Well, there seems to be a lot of discussion again about Snooker, particularly Super Q's, in many of the discussion boards.
Over the years this topic seems to rear it's head a few times per year. We read the comments on the USDAA sounding board nearly every time the topic presents itself, again, and again.
We've been doing agility for over nine years now. Not as long as many, but longer than some.
USDAA was the venue we started in, before I got my ILP with the AKC. So it was really all we knew at the beginning of my agility career.
Being Mum's first dog, we had lots of rules to learn when we started. All the different games have different rules. Some concentrate on strategy, some on distance, some on speed (well they should all be fast right?), All the games are different, all have different goals, all have different rules.
Some dogs have strengths for some, some dogs have strengths for others.
I remember very well, that distance handling was definitely not my strong suit when I started out, I liked running with Mum; even though I got one of my very first Q's in novice gamblers at my very first trial at 18 (plus one day) months.
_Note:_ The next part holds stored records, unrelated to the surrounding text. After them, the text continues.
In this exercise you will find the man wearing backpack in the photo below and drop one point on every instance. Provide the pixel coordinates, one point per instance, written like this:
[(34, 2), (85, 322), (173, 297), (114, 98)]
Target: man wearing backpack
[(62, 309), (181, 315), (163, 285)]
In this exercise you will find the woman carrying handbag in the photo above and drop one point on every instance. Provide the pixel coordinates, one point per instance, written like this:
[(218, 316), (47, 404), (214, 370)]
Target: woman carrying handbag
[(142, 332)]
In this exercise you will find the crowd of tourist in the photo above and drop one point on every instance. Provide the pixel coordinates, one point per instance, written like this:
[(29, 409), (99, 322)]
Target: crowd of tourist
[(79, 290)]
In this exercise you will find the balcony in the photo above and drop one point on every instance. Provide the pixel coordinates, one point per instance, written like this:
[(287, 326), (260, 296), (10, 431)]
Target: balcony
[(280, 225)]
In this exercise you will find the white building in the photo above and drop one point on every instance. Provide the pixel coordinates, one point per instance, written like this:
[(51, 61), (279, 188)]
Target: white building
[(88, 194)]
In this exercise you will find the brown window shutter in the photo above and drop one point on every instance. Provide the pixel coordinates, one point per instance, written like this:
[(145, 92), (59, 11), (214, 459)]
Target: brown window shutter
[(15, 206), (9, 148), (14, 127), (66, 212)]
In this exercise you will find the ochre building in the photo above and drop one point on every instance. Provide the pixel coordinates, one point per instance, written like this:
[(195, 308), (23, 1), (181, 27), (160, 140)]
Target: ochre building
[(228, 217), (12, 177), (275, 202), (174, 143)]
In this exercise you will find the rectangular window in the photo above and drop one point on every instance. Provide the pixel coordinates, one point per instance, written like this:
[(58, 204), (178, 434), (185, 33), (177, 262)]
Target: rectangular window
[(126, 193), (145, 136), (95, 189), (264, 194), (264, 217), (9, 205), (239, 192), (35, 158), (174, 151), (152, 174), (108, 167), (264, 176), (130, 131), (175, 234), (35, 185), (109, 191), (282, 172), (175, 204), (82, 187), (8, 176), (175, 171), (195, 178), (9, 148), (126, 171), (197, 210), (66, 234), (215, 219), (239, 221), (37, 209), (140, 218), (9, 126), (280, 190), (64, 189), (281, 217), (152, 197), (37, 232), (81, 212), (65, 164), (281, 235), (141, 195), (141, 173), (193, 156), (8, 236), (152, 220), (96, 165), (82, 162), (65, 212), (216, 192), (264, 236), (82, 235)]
Mum had no idea I had it in me, but she knew right then and there, what potential I had.
Since I wasn't a very good gamble dog, Mum and I worked a lot on obstacle focus, distance, and begged our trainer to let us practice it nearly every week. Soon I became a great gamble dog!
Snooker takes another set of talents, you've got to be fast (most of the time), you've got to get used to being pulled between obstacles and sometimes running far from one to the next. It takes a lot of strategy, that sometimes weighs heavily on your Mum (or Dad). It takes practice, and it takes time to develop all of those skills.
For those of you who know me, it took a long time for me to get my three Super Q's for my ADCH. Many, many times over my career in the early days and in my later days, I was second place and even first place, either in my own height or with combined heights. I competed in the 16" championship class which is ripe with talent and speed. I had my work cut out for me.
I remember Mum analyzing many of my Snooker runs trying to figure out how we could beat these great dogs...how many obstacles could I do in a certain amount of time, how many could I do in the opening, how many in the closing, how many in both, how can I save time on the course with tighter turns, well, you get the idea.
Up until last year, 16" dogs were combined with 12" dogs, but the first of this year that changed with the addition of the 14" and 18" class; making 16" dogs combined in the future with 18" dogs (which in our area are most all border collies). This created even more challenge for us as almost every time we are entered in Snooker, we are combined in heights here in Georgia where we compete.
I got my first Super Q in 2010 at the age of six, the second one in 2012 at the age of eight, and the third and final one earlier this year at just under 10 years old. I also got my Snooker Bronze the same day.
For all of those still trying to get those Super Q's, all I have to tell you is don't give up unless it's not the right thing for your dog.
I've run a lot of Snooker courses over the years. Some fit us like glue, others we knew going in we had no chance at a SQ. I've run slow and I've run fast. I've had an up and down career. But at nearly 10 years old, I still got a Super Q, beating every single dog in the entire championship class. Yes, that's right; I not only beat the combined 16" and 18" dogs, but I beat the 12", 14", 22" and 26" dogs. I got the highest score in the shortest amount of time of all the dogs entered that day in the championship level.
We believe that not everyone is meant to get an ADCH. We thought many times that I was one of those dogs, even though all I needed was one SQ for a long time. But we persevered and conquered my goal.
In the Yahoo groups there is a lot of discussion about changing the rules of Snooker for the Super Q's. Are they fair? It's not for us to say....the rules are the rules and we went into this game knowing what the rules were. Even when the rules changed this year to combined 16" with 18" dogs, and making my quest for my ADCH even more potentially difficult, those are the rules.
As long as your dog is running happy and healthy, I say accept the rules, embrace them, work on your training skills to coincide with the rules. It's not a safety issue, it's a challenge issue. And, you never know when that one in a million Snooker course is going to come along and fit you and your dog like glue. And when that happens may you shine bright with the Snooker Gods and get that last SQ for your ADCH.
If I did it.....believe me , anyone can.